CVE-2026-62187

OpenClaw · Feishu

The OpenClaw Feishu npm package contains an authorization bypass vulnerability, allowing authenticated users to perform unauthorized operations.

Executive summary

An authorization bypass vulnerability in the OpenClaw Feishu npm package allows authenticated users to exceed their intended permissions, posing a significant security risk.

Vulnerability

This is an incorrect authorization vulnerability (CWE-863). The vulnerability requires the attacker to have low-level privileges (PR:L) to exploit, allowing them to perform unauthorized actions at a higher privilege level.

Business impact

The ability for a low-privileged user to bypass authorization controls can lead to unauthorized data modification, privilege escalation, or access to restricted administrative functions.

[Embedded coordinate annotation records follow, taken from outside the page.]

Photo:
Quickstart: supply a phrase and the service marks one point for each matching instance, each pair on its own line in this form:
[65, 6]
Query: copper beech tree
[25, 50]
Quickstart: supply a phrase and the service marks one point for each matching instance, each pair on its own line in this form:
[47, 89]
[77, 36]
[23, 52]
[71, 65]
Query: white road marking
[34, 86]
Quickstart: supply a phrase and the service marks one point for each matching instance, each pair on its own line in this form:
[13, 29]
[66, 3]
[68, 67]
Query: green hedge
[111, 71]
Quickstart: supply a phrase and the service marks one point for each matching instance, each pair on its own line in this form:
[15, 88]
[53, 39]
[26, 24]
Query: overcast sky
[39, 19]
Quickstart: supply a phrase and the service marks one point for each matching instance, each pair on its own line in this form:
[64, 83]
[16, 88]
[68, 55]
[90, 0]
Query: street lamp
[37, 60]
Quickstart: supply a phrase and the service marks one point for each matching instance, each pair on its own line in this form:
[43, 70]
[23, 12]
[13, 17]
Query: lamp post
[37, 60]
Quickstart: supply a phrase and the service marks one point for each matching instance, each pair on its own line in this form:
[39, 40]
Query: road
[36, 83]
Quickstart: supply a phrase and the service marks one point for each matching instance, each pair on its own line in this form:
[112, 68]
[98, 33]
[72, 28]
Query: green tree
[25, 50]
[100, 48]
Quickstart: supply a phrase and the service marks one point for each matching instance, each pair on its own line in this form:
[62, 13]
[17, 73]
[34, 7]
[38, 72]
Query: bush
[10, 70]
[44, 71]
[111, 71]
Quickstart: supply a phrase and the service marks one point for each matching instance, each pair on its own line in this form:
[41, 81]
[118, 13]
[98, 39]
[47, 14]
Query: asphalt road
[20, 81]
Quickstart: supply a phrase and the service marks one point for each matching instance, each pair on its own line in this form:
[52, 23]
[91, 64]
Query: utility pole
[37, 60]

With a CVSS score of 8.1, the potential for internal system compromise is high, necessitating immediate remediation.

Remediation

Immediate Action: Update the @openclaw/feishu npm package to version 2026.6.9 or later immediately.

Proactive Monitoring: Review application logs for unusual activity performed by low-privileged user accounts that typically should not have access to specific Feishu tools or functions.

Compensating Controls: Audit and restrict user permissions within the application environment to ensure that the principle of least privilege is enforced until the update is deployed.

Exploitation status

Public Exploit Available: Unknown

Analyst recommendation

All users of the @openclaw/feishu package must update to version 2026.6.9 immediately. Failure to patch this vulnerability leaves the application susceptible to privilege escalation and unauthorized administrative actions by existing users.